Objective
Majority of our DNA is made up of genes that do not produce any proteins. This ‘non-protein-coding’ compartment was previously thought to be junk and not contributing to any cellular functions. However, in recent years, non-coding RNAs (produced from non-coding DNA) are demonstrated to be important in several processes (including insulin production) and in disease onset/progression. These non-coding RNAs are also released in circulation, enabling them to be biomarkers of disease progression when measured in circulation (blood). This study aims to use our non-coding RNA (microRNA) biomarker signature, we identified through immunology, insulin-producing islet cell death, development and Type 1 diabetes (T1D) progression studies; on different longitudinal cohort of blood samples collected from mother-infant dyads for the first few years in life at different time points, which have groups that progressed and not progressed to T1D later in life. This study will identify the use of microRNA biomarkers for predicting T1D progression in the span from pregnancy, birth to early childhood leading the way to potentially providing new targets for intervention and prevention. This research is timely as there are current therapies to prevent beta-cell loss. Initiating immune-modulatory therapies earlier in high-risk populations when little to no insulin producing-cell damage has occurred may further delay or even prevent the requirement for exogenous insulin (thus preventing or delaying the onset development of T1D). This would be particularly life-changing for children where the diagnosis of T1D before 10 years of age is associated with a 16-year reduction in life expectancy.
Background Rationale
Currently genetic (genetic risk scoring) and biochemical (antibody) tests are used to screen for Type 1 diabetes (T1D) progression. Although, there are strong genetic links, 90% of individuals who develop T1D do not have any family history of T1D. Also, autoantibodies tests clinical presentation of T1D progression can take from months to years; and antibodies themselves are consequences of the underlying pre-existent pathology (a reminder of the “streetlight effect”). Current genetic and biochemical tests do not entirely explain the progression of T1D. MicroRNA are small RNA molecules that do not code for protein, known to be important biomarkers and regulators of cellular processes. They are also released in circulation, therefore can be measured in blood. MicroRNAs are established prognostic biomarkers of cancer progression, although not yet in T1D progression.
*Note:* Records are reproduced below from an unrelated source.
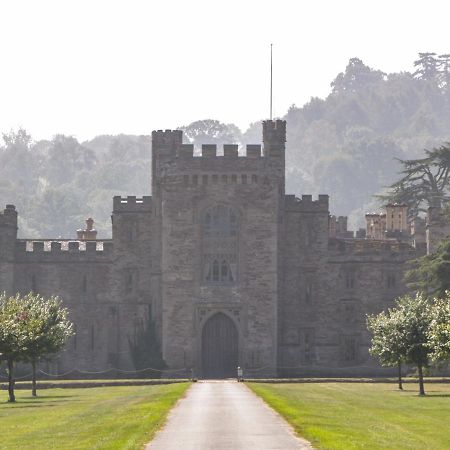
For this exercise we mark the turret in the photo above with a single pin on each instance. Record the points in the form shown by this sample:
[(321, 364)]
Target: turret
[(274, 137), (89, 233)]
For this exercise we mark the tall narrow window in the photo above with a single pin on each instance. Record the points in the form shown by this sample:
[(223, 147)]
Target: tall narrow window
[(33, 283), (92, 337), (220, 231), (75, 337)]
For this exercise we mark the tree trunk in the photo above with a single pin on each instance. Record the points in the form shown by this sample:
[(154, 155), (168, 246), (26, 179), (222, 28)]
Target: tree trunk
[(12, 397), (400, 383), (33, 381), (421, 387)]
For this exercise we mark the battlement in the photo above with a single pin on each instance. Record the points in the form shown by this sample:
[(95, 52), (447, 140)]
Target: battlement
[(46, 248), (306, 203), (132, 204), (371, 248), (8, 217), (212, 151)]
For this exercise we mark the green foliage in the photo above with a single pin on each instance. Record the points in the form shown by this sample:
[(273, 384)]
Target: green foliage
[(344, 144), (388, 343), (424, 182), (15, 330), (439, 332), (31, 327), (431, 273), (402, 334)]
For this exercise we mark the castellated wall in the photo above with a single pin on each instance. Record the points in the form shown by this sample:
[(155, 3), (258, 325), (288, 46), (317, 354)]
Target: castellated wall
[(218, 239), (185, 190), (106, 284), (331, 284)]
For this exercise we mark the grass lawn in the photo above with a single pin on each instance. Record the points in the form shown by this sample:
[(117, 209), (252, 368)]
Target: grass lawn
[(363, 415), (124, 417)]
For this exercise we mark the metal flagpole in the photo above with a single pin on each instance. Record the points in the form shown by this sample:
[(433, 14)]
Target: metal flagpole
[(271, 81)]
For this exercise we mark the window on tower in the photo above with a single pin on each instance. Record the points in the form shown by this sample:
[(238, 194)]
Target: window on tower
[(219, 234)]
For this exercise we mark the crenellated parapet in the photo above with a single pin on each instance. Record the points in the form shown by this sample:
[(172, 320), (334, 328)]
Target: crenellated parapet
[(172, 158), (44, 250), (8, 217), (307, 204), (365, 249), (132, 204)]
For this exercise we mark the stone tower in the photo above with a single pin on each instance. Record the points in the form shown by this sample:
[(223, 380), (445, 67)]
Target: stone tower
[(217, 227), (8, 236)]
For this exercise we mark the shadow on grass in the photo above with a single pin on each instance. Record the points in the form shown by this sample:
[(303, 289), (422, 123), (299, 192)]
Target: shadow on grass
[(24, 405)]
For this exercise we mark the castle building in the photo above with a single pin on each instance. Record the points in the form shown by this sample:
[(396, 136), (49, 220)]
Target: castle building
[(232, 271)]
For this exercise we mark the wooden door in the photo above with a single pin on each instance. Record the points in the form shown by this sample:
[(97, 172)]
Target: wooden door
[(219, 347)]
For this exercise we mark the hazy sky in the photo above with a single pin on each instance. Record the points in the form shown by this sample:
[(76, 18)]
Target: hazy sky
[(106, 67)]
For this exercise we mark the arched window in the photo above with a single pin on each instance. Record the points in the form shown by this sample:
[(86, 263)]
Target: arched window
[(220, 240)]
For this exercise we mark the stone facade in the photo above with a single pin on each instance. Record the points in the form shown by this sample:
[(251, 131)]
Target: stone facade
[(284, 288)]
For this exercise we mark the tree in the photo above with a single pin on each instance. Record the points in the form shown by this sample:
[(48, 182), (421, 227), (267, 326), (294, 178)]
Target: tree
[(431, 273), (439, 333), (356, 76), (427, 66), (387, 340), (444, 69), (146, 349), (211, 132), (13, 335), (410, 340), (424, 182), (31, 327), (48, 330)]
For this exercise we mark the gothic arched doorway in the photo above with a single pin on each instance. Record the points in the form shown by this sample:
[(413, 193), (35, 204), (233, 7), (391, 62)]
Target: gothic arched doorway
[(219, 347)]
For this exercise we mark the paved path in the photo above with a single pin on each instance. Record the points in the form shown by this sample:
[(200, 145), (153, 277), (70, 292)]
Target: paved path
[(224, 415)]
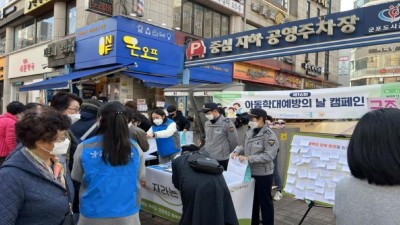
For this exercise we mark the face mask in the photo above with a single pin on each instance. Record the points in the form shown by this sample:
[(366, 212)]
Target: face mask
[(253, 125), (74, 117), (210, 116), (60, 148), (158, 122)]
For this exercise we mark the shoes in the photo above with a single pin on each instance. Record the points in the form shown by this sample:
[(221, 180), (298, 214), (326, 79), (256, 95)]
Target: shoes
[(278, 196)]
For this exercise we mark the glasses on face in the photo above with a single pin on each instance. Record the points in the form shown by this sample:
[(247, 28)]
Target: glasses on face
[(61, 139), (74, 109)]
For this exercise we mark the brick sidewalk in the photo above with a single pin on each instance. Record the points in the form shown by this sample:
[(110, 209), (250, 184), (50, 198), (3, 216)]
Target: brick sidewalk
[(287, 212)]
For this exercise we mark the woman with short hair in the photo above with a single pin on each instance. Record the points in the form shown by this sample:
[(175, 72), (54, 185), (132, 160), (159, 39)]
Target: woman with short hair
[(35, 186), (109, 167), (372, 194)]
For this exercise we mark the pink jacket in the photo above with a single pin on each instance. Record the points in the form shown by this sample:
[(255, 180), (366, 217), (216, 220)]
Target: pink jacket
[(7, 134)]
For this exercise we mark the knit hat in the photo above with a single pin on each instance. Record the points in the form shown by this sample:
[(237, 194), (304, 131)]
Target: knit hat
[(90, 106)]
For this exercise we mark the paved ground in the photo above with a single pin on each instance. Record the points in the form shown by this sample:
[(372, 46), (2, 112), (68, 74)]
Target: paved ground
[(287, 212)]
Our human islet, immunity and T1D studies have led us to identify a signature of microRNAs that could potentially predict T1D progression early. This proposed research will measure this microRNA signature in a small amount blood samples from different existing longitudinal cohort studies to predict islet autoimmunity and T1D progression within blood samples of pregnancy (maternal), cord (at birth) and (minimally invasive) heel-prick samples of neonates and children in the first two years of life.
Description of Project
Currently genetic (genetic risk scoring) and biochemical (antibody) tests are used to screen for Type 1 diabetes (T1D) progression. However, many individuals with T1D have no family history of T1D, and in addition autoantibodies are the consequences of underlying pathological mechanisms leading to T1D, and are therefore, not the best biomarkers for T1D progression. Since current tests do not truly capture T1D progression, they are a reminder of the “streetlight effect”.
Regulatory molecules (such as microRNAs) have not only been identified are fine regulators of insulin production but can be robust biomarkers. MicroRNA biomarkers are well-established in cancer prediction and treatment efficacy, although as of not yet established in T1D. Through our previous research on autoimmune-model of diabetes, pancreas development, insulin production and clinical T1D progression; we identified a signature of microRNA biomarkers that has the potential to predict T1D risk. Here, we will profile and assess the potential of this biomarker signature in samples already collected from mother-infant dyads from existing longitudinal cohort study to predict islet autoimmunity and T1D progression within the first two years of life.
Anticipated Outcome
It is anticipated that this microRNA signature will help identifying the risk for T1D progression in early life. Different cohorts from within Australia and internationally (from Denmark and Qatar) will provide an additional assessment of ethnic and population differences, which is anticipated to observe differences in the microRNA signature, yet will still be predictive of T1D risk for progression. Early detection will help prevent diabetes with new and emerging therapies.
Relevance to T1D
Identification of T1D progression early with this microRNA signature will help determine the initiation of early immune-modulatory therapies in high-risk populations when little to no beta-cell damage has occurred that can further delay or even prevent the requirement for future exogenous insulin. This would be particularly life-changing for children where the diagnosis of T1D before 10 years of age is associated with a 16-year reduction in life expectancy.